[Haskell-cafe] Google Summer of Code: BlazeHTML RFC

Pierre-Etienne Meunier pierreetienne.meunier at gmail.com
Fri May 28 15:07:05 EDT 2010


About as much different as a Data.ByteString from an Array Int Char : there are several optimizations over a Data.Sequence.Seq that are specific to characters, for instance file IO using mmap, and the use of blocks (which would have been possible with about any constant size "Storable" type, of course). Moreover, there are tricks in a Data.Rope to hide the mutability of the blocks, which I do not believe appear in Data.Sequence : you can modify a rope once without copying anything (in incomplete blocks for instance).
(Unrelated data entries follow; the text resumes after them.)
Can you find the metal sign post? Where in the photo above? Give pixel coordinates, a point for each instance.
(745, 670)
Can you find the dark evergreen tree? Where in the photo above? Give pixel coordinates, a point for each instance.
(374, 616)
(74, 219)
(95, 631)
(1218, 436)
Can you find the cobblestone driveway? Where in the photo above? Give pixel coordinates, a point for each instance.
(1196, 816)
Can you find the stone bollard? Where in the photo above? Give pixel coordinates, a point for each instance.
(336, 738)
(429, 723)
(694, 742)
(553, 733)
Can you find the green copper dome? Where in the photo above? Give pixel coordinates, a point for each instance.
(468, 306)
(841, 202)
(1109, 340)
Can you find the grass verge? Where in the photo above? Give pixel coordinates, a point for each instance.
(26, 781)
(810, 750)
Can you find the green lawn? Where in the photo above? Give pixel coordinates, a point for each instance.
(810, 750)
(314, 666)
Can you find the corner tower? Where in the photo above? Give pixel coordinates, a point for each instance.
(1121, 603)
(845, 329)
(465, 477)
Of course referential transparency is preserved : if you remodify it afterwards, something will have to get copied, but I found it most useful when building large strings before writing them to files.
And last but not least, a data.sequence.seq char is called rope in the litterature ;-)

Anyway, good point, cause now I want to benchmark it against Data.Sequence.

PE



El 28/05/2010, a las 14:22, Max Rabkin escribió:

> On Thu, May 27, 2010 at 2:44 PM, Pierre-Etienne Meunier
> <pierreetienne.meunier at gmail.com> wrote:
>> ** Advertisement **
>> Have you tried the library I have written, Data.Rope ?
>> ** End of advertisement **
>> The algorithmic complexity of most operations on ropes is way better than on
>> bytestrings : log n for all operations, except traversals, of course.
>> Cheers,
>> PE
> 
> How is a Data.Rope.Rope different from a Data.Sequence.Seq Char?